It is now time for another Digression on Statistics: We saw just moments ago that in some cases, a variable that one can use to label distinct microstates is a truly continuous variable, such as the velocity in Eq. (23). This does not prevent one from histogramming this variable, of course, but it may now be practical to use a histogram where the width of the bar is arbitrarily narrow. One reason to do this is that if in the limit of a vanishingly narrow histogram bin, the histogram becomes smooth and, hence, becomes amenable to a variety of mathematical operations, such as differentiation. Integration becomes much easier, too. One problem with shrinking the bin size is that the number of data points decreases, too, roughly proportionally with the bin size. Indeed, now there are fewer data points per bin. Below I show two sets of the weights p_k for the same data set. The two probability distributions correspond to two different values of the bin width:

Clearly, in the limit of the vanishing bin size, the weights will vanish, too, at the same rate as the bin size does. To handle this, let us remind ourselves the definition of the average of some function f(x) over a set of data points:

(39)   \begin{equation*} \langle f(x) \rangle\:\equiv\:\frac{1}{N}\sum_{i}^{N} f(x_i)  \end{equation*}

When the number N of data is large, we may benefit from grouping the data into M \ll N bins, just like we did it Chapter 2:

(40)   \begin{equation*} \langle f(x) \rangle\:\equiv\:\frac{1}{N}\sum_{i}^{N} f(x_i) \:=\:\sum_{k}^{M} \frac{N_k}{N} \tilde{f}(x_k) \:\equiv\:\sum_{k}^{M} p_k \tilde{f}(x_k) \end{equation*}

where the index k labels bins and \tilde{f}(x_k) is the value of f(x) averaged over bin k. The weight p_k \equiv N_k/N thus gives the partial quantity of the data falling within bin k, as before.

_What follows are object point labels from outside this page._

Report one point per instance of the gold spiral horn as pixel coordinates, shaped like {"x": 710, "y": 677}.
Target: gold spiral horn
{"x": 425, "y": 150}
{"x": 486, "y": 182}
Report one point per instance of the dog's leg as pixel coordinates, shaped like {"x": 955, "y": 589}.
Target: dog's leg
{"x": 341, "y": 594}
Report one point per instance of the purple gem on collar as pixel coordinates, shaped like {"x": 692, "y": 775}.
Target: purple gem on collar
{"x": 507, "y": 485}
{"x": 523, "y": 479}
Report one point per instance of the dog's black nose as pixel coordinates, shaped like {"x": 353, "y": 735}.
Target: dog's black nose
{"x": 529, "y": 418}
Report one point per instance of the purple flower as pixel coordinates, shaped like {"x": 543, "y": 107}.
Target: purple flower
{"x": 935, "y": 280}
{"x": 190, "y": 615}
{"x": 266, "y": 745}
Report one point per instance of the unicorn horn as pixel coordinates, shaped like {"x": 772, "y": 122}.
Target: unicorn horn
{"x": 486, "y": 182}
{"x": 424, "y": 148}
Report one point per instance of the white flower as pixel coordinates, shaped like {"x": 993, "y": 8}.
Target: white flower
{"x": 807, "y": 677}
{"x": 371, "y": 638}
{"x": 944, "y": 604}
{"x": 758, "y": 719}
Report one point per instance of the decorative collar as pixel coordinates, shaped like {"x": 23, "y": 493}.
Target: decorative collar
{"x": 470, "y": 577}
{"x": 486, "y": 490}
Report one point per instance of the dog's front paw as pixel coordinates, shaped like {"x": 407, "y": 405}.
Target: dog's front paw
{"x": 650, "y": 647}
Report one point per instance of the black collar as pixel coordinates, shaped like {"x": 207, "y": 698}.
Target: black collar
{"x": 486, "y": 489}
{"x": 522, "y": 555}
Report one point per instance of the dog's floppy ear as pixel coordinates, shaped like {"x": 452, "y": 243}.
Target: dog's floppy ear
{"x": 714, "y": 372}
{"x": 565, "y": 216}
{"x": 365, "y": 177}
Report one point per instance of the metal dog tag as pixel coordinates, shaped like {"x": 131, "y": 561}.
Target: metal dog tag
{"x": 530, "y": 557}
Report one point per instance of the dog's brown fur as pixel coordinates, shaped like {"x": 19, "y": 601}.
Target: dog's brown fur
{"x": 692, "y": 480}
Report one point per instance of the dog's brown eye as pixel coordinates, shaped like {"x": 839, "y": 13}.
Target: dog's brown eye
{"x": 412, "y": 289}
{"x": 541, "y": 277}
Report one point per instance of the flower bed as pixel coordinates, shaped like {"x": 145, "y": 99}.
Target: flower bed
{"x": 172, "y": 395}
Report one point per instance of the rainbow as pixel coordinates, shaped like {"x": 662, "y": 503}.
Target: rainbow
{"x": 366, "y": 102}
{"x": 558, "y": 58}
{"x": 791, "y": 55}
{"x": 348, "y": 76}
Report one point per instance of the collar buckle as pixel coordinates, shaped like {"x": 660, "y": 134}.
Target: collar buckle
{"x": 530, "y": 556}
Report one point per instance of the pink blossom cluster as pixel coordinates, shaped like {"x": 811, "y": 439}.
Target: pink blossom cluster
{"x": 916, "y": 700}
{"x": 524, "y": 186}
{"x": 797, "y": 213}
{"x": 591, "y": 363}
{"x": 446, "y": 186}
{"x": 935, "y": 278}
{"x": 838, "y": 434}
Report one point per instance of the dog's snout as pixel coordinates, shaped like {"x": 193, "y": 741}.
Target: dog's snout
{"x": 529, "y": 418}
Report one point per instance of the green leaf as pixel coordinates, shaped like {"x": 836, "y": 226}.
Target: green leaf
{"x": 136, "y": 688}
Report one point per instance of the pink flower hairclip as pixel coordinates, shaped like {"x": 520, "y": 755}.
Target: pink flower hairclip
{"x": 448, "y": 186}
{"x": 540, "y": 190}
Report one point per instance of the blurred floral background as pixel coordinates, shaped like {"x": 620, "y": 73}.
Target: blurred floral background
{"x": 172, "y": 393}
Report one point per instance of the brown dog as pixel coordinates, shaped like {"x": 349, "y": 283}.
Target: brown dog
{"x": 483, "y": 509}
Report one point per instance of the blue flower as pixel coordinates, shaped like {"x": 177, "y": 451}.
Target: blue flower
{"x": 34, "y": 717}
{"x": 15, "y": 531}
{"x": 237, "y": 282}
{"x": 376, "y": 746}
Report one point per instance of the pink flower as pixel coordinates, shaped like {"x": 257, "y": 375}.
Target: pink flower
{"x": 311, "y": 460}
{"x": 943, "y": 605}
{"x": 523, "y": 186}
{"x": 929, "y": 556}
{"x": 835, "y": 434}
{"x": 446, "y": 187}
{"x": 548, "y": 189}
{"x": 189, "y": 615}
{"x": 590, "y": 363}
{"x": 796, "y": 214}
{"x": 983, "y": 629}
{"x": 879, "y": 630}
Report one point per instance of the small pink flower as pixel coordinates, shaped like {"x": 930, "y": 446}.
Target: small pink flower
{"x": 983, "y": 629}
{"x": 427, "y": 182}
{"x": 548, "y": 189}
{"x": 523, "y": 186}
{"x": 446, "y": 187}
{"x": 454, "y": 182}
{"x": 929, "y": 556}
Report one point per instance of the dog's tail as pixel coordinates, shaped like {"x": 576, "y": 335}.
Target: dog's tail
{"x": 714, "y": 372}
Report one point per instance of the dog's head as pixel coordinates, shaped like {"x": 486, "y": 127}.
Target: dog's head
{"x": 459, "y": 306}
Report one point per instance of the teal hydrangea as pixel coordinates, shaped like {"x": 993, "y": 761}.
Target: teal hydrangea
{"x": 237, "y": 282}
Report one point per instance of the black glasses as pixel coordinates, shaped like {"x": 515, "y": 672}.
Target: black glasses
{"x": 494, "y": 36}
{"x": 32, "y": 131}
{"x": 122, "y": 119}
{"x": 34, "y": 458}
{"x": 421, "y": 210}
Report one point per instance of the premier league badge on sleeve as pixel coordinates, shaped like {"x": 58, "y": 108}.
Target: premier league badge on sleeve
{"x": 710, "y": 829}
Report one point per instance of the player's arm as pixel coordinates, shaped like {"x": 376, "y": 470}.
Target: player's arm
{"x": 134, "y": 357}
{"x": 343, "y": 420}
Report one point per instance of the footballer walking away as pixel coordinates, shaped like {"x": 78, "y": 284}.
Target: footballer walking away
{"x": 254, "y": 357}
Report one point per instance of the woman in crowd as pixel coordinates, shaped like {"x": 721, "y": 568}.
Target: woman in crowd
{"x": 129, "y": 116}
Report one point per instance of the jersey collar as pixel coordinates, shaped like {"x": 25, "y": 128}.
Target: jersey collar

(41)   \begin{equation*}  \langle f(x) \rangle\:=\:\sum_{k}^{M} \Delta x_k \frac{p_k}{\Delta x_k} \tilde{f}(x_k) \end{equation*}

where where \Delta x_k is the width of bin k. Since the weight p_k scales linearly with \Delta x_k, the ratio p_k/\Delta x_k remains finite in the \Delta x_k \to 0 limit and we are justified in defining the following function:

(42)   \begin{equation*}  p(x) \:\equiv\: \lim_{\Delta x_k \to 0} \frac{p_k}{\Delta x_k} \end{equation*}

called the probability density. It is the continuous analog of the discrete distribution function p_k. With this definition, the average in Eq. (43) can be rewritten as a definite integral:

(43)   \begin{equation*}  \langle f(x) \rangle\:=\:  \lim_{\Delta x_k \to 0} \sum_{k}^{M} \Delta x_k \: \frac{p_k}{\Delta x_k} \: \tilde{f}(x_k) \:=\: \int_{x_\text{min}}^{x_\text{max}} dx \: p(x) \: f(x) \end{equation*}

,

where x_\text{min} and x_\text{max} delineate the range of the variable x. According to its definition (42), the function p(x)=\frac{N_k}{\Delta x_k} \, N is the number of points per unit interval, times the total number of data N. Accordingly, the quantity p(x)  has dimensions of inverse x. In this sense, it is a probability density. Accordingly, when we average over the distribution, we integrate, not sum. Note that the probability density p(x) is normalized to one, if the parent distribution p_k is:

(44)   \begin{equation*} \int_{x_\text{min}}^{x_\text{max}} dx \: p(x)  \:=\: \lim_{\Delta x_k \to 0} \sum_{k}^{M} \Delta x_k \: \frac{p_k}{\Delta x_k}  \:=\: \sum_k p_k \:=\: 1 \end{equation*}

One may say that the quantity p(x) \, dx gives the partial quantity of data falling within the (infinitesimal) interval dx centered at x. One may also say that the function p(x) is the inverse of the typical spacing between the data points \Delta x_k/N_k, times the total number of data N.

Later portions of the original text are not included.